# Criterion for a Banach algebra to be finite dimensional

Let $$A$$ be a Banach algebra (say, complex and unital) and suppose that every (closed) commutative subalgebra of $$A$$ is finite dimensional.

Question. Does it follow that $$A$$ is finite dimensional?

Remark. Clearly, every element of $$A$$ is algebraic (i.e. annihilated by a polynomial) and thus has finite spectrum. If $$A$$ is semisimple, it therefore follows from a result of Kaplansky that $$A$$ is finite dimensional (Lemma 7 in "I. Kaplansky: Ring Isomorphisms of Banach Algebras (1954)". So the question is concerned with the non-semi-simple case.
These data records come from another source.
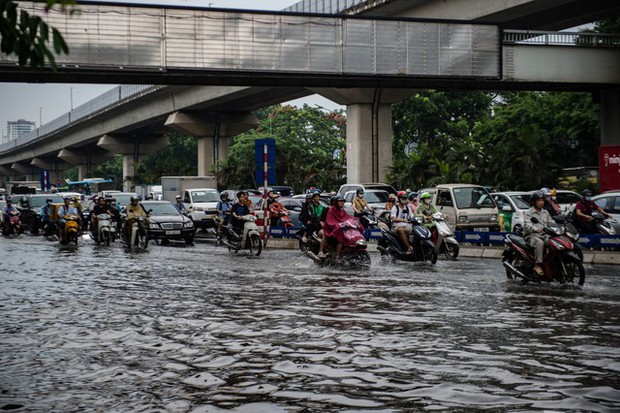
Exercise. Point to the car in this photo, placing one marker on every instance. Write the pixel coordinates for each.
(167, 223)
(610, 202)
(123, 198)
(373, 185)
(281, 190)
(513, 206)
(376, 198)
(467, 207)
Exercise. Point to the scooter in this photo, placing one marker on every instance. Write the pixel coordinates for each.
(446, 243)
(354, 251)
(391, 245)
(250, 239)
(69, 233)
(560, 262)
(138, 233)
(106, 232)
(12, 226)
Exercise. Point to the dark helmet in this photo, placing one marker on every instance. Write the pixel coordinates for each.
(536, 195)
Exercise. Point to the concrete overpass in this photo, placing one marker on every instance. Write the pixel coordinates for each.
(134, 125)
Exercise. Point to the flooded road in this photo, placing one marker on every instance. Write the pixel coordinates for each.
(198, 330)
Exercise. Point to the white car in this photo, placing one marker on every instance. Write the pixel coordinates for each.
(515, 204)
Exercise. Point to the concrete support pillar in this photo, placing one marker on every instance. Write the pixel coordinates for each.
(133, 148)
(369, 130)
(609, 151)
(213, 131)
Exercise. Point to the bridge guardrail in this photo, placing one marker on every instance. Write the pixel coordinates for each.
(594, 241)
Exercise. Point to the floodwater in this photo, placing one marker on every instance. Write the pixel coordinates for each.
(199, 330)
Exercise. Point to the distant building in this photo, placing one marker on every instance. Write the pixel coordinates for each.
(17, 128)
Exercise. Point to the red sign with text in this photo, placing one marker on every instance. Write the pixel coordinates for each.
(608, 168)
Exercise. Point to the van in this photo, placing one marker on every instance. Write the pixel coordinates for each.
(467, 207)
(375, 185)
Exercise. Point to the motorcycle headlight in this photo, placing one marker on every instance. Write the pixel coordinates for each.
(558, 246)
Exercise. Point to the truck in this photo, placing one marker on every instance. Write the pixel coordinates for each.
(199, 194)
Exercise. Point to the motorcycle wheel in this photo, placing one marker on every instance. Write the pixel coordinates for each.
(256, 246)
(451, 251)
(430, 254)
(573, 270)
I think it's true by Dixon's theorem (JLMS 1974) which says (on the third page) that any Banach algebra consisting only of algebraic elements is nilpotent-by-finite. Thanks to this, we may assume $A$ is nilpotent. We moreover assume $A$ is infinite-dimensional and will construct an infinite-dimensional commutative subalgebra. Take the largest $n$ such that the ideal $B := \overline{\rm span}\, A^n$ is infinite-dimensional. For $x\in B$, we denote its left and right multiplication operator on $B$ by $L_x$ and $R_x$. These have finite rank. Now, start with a nonzero $b_1 \in B$ and recursively choose nonzero $b_k \in \bigcap_{i=1}^{k-1}(\ker L_{b_i} \cap \ker R_{b_i})$ that is linearly independent of $\{ b_i : i < k\}$. Then, the algebra generated by $\{ b_1,b_2,\ldots\}$ is commutative and infinite dimensional.